Naturally, Peggy didn’t hold Travis personally responsible for the emotional wanderlust afflicting his gender. She was, however, acutely aware of his maleness. From the brim of his Stetson to the scuffed toes of his stamped leather boots, Travis Stockwell was pure, unadulterated man. That kept her wary. It also affected her in deeper, more disturbing ways.
The rev of a car engine broke into her thoughts. As she glanced up, one squad car was pulling away from the curb. The other had already hung a U-turn and was speeding into the night.
Travis stood awkwardly at the foot of the porch steps, hat in his hands, shifting from foot to foot like a scolded child. “I’m real sorry to have upset you, Peggy. It was the last thing on this earth I meant to do.”
“I know that, Travis.” The fact that he’d finally dropped the formality of calling her “ma’am” didn’t escape Peggy’s notice. It made them seem closer, somehow. More like friends. She smiled, fidgeted with a loose thread on the cuff of her robe and was suddenly embarrassed by her shabby attire. “Your intentions were honorable enough, but I wish you’d have let me know what you were up to.”
“I figured you’d just say you didn’t need watching out for and send me packing.”
“You figured right. Still, it was a kind gesture and I appreciate it.”
The porch light illuminated his strained expression as he glanced over at his truck and back again. “So, have the babies been keeping you up tonight?”
“Among other things.”
He actually blushed. “You should go on inside, then, try to get some rest. G’night, Peggy.”
For some reason, she felt a small surge of panic as he turned to leave. “Wait! I mean…” Her voice trailed off as he glanced expectantly over his shoulder. “Can I, ah, get you anything?”
“Ma’am?”
“A glass of water, something to eat. I could make coffee.”
“It’s three in the morning.”
“Ah, yes, so it is.” She tangled her fingers together, locked them at her waist, but made no move to reenter the house.

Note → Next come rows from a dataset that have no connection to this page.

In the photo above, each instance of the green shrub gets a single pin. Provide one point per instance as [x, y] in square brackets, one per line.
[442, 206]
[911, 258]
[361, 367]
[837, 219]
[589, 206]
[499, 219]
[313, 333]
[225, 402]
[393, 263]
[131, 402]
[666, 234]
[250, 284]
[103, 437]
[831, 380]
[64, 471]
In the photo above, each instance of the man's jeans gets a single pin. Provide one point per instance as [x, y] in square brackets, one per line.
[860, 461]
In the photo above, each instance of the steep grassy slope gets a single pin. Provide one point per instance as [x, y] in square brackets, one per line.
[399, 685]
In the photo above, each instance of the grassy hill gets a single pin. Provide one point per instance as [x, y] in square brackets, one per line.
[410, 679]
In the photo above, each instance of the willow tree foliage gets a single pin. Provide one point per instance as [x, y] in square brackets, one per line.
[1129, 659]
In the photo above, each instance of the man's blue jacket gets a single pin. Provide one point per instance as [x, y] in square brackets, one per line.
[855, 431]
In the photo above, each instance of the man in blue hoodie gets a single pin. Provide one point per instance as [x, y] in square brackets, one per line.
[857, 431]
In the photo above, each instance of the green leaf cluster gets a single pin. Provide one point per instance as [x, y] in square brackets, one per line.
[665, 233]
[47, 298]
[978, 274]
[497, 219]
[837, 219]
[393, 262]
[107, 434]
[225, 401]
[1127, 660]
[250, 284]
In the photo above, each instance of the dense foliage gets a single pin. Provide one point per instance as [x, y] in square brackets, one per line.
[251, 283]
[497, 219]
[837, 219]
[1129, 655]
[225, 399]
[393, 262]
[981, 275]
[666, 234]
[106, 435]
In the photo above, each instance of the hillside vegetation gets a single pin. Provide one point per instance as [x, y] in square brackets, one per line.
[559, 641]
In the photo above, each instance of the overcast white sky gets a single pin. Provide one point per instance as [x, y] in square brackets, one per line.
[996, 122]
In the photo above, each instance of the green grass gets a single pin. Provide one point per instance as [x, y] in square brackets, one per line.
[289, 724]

Travis shuffled his feet and peeked up in that endearing manner that, although clearly manipulative, was nonetheless appealing. “You can sleep easy, Peggy. If you need me, I’ll be right outside.”

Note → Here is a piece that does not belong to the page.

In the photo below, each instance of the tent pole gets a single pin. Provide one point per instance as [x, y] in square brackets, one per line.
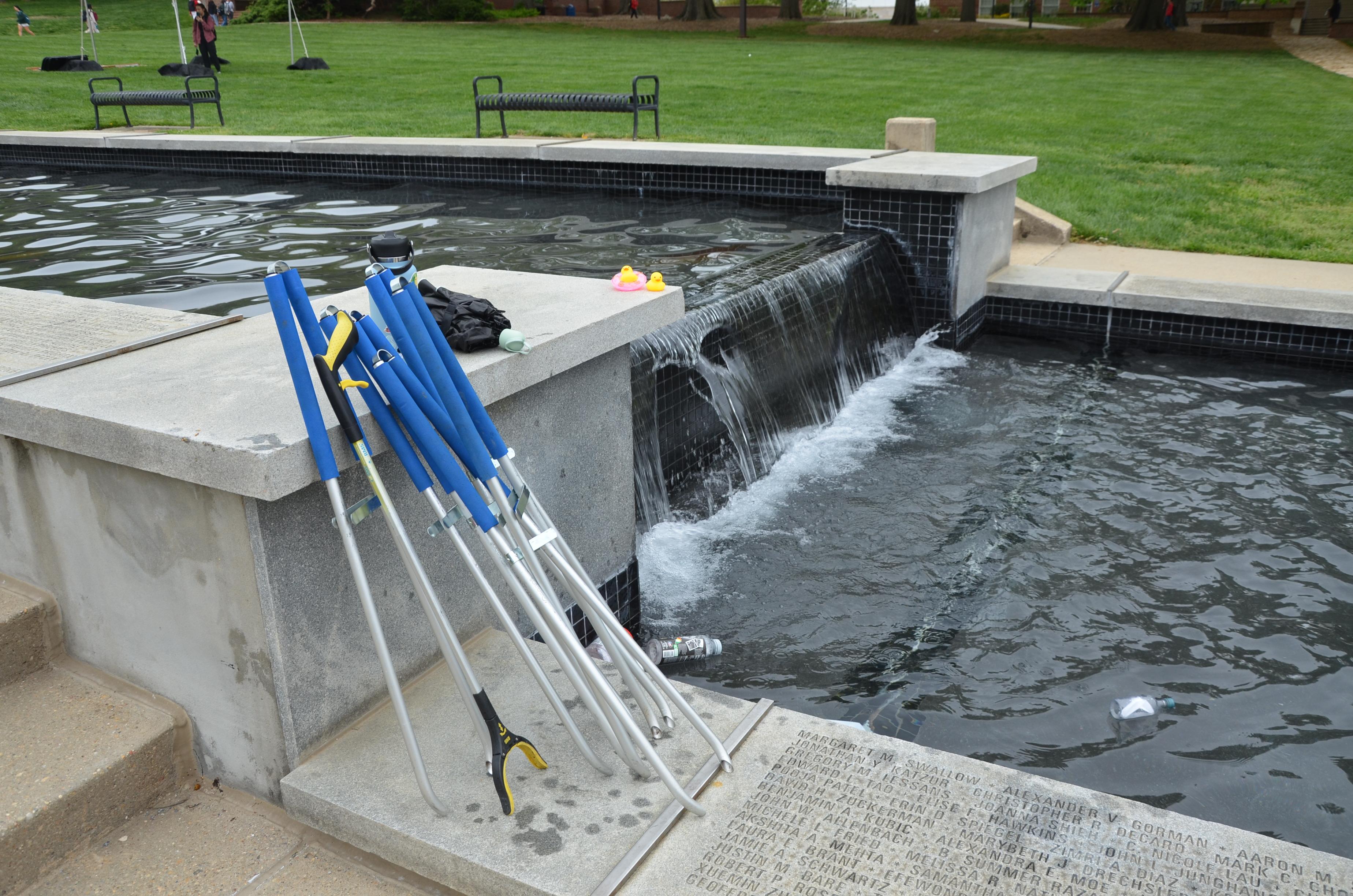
[183, 55]
[94, 46]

“I won’t need you, Mr. Stockwell.”
“Now, don’t go getting your back up.”
“My back is perfectly fine, thank you.”
“Yes, ma’am, it sure is.” He smiled, a brilliant flash that lit up the night and melted her heart.

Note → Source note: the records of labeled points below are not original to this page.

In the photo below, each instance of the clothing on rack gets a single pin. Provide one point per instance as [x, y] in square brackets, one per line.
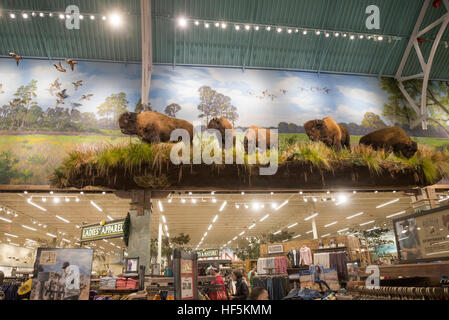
[305, 256]
[277, 286]
[280, 264]
[337, 260]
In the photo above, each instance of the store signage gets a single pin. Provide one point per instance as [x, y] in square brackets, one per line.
[112, 229]
[208, 253]
[423, 236]
[277, 248]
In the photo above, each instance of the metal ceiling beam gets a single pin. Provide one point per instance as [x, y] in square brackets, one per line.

Then a strange thing happened. Their eyes met and held. Travis’s smile faded into an expression of awed confusion. Peggy stood there, frozen, transfixed by a peculiar radiance emanating from his mystified gaze. He was looking at her as if he’d never seen her before, never seen any woman before. There was a reverence in his eyes that took her breath away, and a sensual promise that sent her heart into frantic palpitations.